With a federal grant for Clark Faculty’s veterans middle expiring, college students fear they received’t obtain the assist they should keep at school.
The grant paid for 2 of the 4 employees positions on the middle, in addition to 25 laptops and different tools. The middle — which has rooms for conferences and finding out, in addition to couches and an air hockey desk — is the place college students go to get assist accessing U.S. Division of Veterans Affairs advantages.
Of Clark Faculty’s 8,500 or so college students, about 400 are veterans and 800 are navy kids or spouses.
“The biggest thing we do is we create a sense of community here at the college for military-affiliated students,” stated Donna Larson, a U.S. Air Drive veteran and affiliate director of the veterans middle. “They have a safe place where they can come. We can advocate for them.”
Grant dries up
In 2020, Clark’s Veterans Middle of Excellence obtained a $449,460 grant for the 2021-23 funds yr. The U.S. Division of Schooling prolonged Clark’s grant to the tip of 2024 as a result of the COVID-19 pandemic interrupted companies.
Navy partner Monica Patton started working because the veterans middle program coordinator in January, however her grant-funded place ends this month.
The veterans middle adviser, the opposite place funded by the expiring grant, now works on Clark Faculty’s educational advising workforce and is instructing different advisers the right way to serve veterans and military-affiliated college students.
In her function on the middle, Patton organized an occasion celebrating the middle’s tenth anniversary, in addition to a profession and useful resource truthful and helped college students resurrect the Veterans Membership.
“We won’t be able to provide the level of support or events that we have this year,” Larson stated. “We kind of knocked the ball out of the park with all the things that we were able to do, but we will be trying to do our best to do whatever we can to support our students.”
Larson would be the solely worker within the veterans middle after Dec. 31 till the school hires a college certifying officer, a place that manages schooling advantages from the U.S. Division of Veterans Affairs. (The one that beforehand held that place resigned a couple of weeks in the past.)
The varsity can also be within the means of hiring an interim, part-time college certifying officer.
“Right now, I’m doing all of the enrollment certifications for students to the VA so that they will get their benefits on time and as planned in the coming term,” Larson stated. “The level of support just won’t be able to be the same without having the extra position there.”
Scholar considerations
College students took their considerations about decreased veterans middle staffing to Larson, in addition to Clark’s trustees and administration.

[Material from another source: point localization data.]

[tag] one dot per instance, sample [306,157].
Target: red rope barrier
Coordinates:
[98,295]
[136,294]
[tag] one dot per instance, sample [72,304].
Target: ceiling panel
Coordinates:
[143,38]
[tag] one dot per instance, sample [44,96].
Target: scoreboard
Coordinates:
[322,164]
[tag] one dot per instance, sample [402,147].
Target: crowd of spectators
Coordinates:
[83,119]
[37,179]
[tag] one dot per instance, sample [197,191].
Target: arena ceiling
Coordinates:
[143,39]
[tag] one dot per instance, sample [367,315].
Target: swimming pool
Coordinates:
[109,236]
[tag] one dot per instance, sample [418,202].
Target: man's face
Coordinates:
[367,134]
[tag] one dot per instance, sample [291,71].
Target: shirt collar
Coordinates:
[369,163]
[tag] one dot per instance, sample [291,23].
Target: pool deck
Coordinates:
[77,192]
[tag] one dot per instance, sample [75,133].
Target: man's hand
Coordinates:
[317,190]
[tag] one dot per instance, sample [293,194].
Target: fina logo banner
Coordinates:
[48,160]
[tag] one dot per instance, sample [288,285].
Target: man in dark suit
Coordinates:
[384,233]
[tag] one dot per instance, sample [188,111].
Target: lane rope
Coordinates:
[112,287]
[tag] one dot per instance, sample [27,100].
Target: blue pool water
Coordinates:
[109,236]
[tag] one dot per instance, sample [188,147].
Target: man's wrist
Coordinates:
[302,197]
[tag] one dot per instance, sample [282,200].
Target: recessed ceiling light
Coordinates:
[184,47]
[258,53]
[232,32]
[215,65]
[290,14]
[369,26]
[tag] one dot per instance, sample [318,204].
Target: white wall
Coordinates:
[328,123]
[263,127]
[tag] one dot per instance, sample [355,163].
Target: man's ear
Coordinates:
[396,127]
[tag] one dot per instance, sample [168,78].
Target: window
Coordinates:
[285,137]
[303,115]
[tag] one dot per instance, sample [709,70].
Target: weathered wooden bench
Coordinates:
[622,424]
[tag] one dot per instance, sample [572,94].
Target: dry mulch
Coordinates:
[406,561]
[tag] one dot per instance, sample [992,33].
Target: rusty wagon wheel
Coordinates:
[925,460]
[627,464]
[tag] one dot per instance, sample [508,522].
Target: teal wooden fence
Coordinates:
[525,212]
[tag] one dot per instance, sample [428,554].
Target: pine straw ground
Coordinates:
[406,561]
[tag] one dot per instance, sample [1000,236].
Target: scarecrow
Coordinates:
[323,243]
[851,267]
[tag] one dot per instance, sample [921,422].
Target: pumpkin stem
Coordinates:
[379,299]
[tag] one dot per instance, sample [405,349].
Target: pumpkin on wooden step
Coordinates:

Veteran college students, together with Tysson Dykes, spoke at a number of trustee conferences over the previous three months.
Dykes, a U.S. Air Drive veteran, is a sophomore finding out cybersecurity. He’s additionally president of the Veterans Membership.
“We, on several occasions, have helped prevent students from being homeless, helped ensure that students ate, that they had the proper computer equipment they needed for coursework and just built their sense of community,” Dykes stated. “Then, we see those things going away and the support from the college dwindle.”
Dykes stated he’s transferring to Decrease Columbia Faculty in Longview due to uncertainty about Clark’s veterans middle.
“The lack of communication and transparency definitely has been cause for alarm,” Dykes stated. “The community that we’ve spent the past year building is being systematically chipped away, and it seems like nobody wants to talk about it.”
The scholars aren’t the one ones who voiced considerations. On the Dec. 4 assembly of Clark’s board of trustees, representatives from the Washington Public Workers Affiliation stated the school administration doesn’t do sufficient to make sure that grant-funded applications are sustainable over time.
Busha stated that the Veterans Middle of Excellence will stay open and serve college students because it has for the previous 10 years.
“The college’s commitment to our veterans remains strong,” she stated. “The ending of this grant creates transitions in how and where some services are offered. It is understandable that students who built relationships with staff who won’t be working in the (Veterans Center of Excellence) will miss their personal connections.”